Jacques Audiard over The Sisters Brothers: “Ik wou van barbarij naar beschaving gaan via een sociale utopie”

okt 26, 2018   //   by Ivo De Kock   //   actueel, Algemeen, film, genre, interview, regisseur, western  //  Reacties uitgeschakeld voor Jacques Audiard over The Sisters Brothers: “Ik wou van barbarij naar beschaving gaan via een sociale utopie”

THE SISTERS BROTHERS

Jacques Audiard zet graag de puntjes op de i. The Sisters Brothers is niet echt zijn eerste Amerikaanse film maar een Engels gesproken Europese film. Westerns? Eigenlijk niet zijn ding. Een Amerikaanse droom? Geen last van. Auteur? Who cares.

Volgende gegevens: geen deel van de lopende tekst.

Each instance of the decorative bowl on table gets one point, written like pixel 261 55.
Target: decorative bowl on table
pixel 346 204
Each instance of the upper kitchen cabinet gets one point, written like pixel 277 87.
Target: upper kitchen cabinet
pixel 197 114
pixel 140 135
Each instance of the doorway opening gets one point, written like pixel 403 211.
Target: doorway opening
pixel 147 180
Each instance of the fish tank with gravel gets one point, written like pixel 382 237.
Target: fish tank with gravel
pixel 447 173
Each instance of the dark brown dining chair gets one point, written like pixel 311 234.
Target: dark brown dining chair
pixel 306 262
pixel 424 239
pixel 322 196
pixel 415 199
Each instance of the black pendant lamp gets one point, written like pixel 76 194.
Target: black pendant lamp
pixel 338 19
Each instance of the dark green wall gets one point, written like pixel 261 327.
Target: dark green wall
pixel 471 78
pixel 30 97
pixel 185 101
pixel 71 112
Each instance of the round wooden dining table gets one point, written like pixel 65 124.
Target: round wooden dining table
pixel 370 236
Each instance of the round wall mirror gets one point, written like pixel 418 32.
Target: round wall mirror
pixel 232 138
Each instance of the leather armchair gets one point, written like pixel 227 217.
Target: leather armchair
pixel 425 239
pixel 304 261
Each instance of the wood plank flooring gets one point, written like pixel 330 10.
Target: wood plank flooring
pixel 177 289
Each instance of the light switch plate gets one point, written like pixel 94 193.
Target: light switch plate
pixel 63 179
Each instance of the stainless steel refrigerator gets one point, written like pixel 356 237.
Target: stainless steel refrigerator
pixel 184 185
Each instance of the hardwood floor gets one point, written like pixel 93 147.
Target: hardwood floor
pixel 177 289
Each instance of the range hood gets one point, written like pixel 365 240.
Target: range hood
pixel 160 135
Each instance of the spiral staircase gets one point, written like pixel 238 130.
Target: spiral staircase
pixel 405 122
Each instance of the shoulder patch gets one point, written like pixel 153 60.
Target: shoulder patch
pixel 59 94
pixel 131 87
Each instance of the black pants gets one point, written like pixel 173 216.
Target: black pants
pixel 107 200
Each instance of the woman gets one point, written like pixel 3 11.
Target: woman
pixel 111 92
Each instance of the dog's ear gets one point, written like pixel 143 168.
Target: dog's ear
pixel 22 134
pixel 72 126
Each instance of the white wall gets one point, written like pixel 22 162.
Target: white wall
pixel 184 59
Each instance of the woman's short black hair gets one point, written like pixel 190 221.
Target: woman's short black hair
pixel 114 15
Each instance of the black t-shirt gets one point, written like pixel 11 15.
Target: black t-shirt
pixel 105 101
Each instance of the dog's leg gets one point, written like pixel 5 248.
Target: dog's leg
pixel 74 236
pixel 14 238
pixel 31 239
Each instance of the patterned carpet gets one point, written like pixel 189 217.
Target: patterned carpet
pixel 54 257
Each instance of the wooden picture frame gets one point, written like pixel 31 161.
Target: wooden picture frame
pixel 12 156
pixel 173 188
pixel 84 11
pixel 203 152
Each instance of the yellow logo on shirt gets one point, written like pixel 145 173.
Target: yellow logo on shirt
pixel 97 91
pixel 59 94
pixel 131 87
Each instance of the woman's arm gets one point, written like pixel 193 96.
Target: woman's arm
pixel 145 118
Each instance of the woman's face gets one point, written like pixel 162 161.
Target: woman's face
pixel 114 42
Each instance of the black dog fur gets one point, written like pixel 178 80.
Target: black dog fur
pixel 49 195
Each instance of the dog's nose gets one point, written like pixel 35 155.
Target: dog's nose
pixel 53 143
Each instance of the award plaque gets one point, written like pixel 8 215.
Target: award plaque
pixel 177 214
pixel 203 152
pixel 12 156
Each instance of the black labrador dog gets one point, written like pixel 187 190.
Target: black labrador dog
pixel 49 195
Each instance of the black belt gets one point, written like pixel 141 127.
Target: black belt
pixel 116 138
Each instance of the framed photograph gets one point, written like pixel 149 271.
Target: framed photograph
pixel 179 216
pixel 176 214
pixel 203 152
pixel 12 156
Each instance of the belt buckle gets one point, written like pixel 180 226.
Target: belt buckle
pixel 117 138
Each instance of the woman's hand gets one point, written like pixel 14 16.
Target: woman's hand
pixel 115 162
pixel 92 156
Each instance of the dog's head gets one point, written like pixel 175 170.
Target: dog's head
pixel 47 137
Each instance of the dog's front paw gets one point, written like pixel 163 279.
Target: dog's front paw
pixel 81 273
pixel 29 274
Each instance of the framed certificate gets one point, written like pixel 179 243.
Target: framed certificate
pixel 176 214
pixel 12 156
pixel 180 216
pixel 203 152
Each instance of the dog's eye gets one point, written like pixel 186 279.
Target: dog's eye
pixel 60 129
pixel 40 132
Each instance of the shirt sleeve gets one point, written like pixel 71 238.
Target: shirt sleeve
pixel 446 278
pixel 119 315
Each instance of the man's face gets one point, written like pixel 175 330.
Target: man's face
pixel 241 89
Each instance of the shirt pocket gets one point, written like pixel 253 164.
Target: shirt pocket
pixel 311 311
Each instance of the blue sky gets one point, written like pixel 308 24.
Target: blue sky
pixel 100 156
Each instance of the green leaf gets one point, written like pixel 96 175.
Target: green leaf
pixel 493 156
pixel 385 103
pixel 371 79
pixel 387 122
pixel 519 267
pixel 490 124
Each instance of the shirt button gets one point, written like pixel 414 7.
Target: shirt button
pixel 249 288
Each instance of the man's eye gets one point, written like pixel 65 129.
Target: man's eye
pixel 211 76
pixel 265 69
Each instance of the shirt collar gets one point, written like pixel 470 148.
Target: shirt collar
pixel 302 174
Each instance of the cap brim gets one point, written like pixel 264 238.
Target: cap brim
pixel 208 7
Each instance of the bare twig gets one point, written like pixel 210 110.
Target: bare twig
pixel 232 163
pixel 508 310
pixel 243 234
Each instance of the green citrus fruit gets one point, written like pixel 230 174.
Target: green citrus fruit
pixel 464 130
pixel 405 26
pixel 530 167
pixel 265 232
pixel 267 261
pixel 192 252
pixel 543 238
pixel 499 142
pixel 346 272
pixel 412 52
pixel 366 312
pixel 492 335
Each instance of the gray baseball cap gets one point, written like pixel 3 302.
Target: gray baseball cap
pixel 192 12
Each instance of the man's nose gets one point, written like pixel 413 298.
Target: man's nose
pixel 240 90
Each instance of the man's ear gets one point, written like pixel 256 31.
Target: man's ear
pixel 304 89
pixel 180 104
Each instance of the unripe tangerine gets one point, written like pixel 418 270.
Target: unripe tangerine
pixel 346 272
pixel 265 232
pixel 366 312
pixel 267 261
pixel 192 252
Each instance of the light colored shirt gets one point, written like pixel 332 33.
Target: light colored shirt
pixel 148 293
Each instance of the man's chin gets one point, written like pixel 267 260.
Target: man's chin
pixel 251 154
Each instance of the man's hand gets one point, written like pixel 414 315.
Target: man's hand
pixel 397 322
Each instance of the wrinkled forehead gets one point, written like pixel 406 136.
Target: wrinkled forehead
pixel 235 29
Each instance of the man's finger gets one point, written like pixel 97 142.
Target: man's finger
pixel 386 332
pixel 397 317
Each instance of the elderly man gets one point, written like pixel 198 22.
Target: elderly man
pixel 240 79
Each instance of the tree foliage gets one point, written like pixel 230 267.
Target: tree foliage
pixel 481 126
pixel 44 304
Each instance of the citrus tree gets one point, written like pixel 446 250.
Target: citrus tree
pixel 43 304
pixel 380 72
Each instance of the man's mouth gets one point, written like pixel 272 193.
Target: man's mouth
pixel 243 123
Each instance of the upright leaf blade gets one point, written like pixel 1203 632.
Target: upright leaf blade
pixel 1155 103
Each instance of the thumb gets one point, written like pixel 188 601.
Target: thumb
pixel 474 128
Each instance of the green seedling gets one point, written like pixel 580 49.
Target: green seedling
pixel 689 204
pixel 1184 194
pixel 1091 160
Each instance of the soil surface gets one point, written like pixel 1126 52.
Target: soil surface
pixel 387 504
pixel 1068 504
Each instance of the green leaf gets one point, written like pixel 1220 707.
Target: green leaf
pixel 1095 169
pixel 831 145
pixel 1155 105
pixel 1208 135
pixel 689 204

Dat heet dan een no-nonsense interview.

THE SISTERS BROTHERS

In zijn neowestern The Sisters Brothers volgt Jacques Audiard twee cowboykoppels door het Wilde Westen. Bloedvergieten en amputaties blijven niet uit maar de regisseur van Un Prophète, De rouille et d’os en Dheepan serveert ons vooral een even grappig als melancholisch sprookje over trauma’s, geweld, beschaving, veranderende tijden en pacifistische utopieën. Daar wilden we Audiard graag over spreken. De persconferentie van het filmfestival van Deauville in september bleek niet de ideale gelegenheid.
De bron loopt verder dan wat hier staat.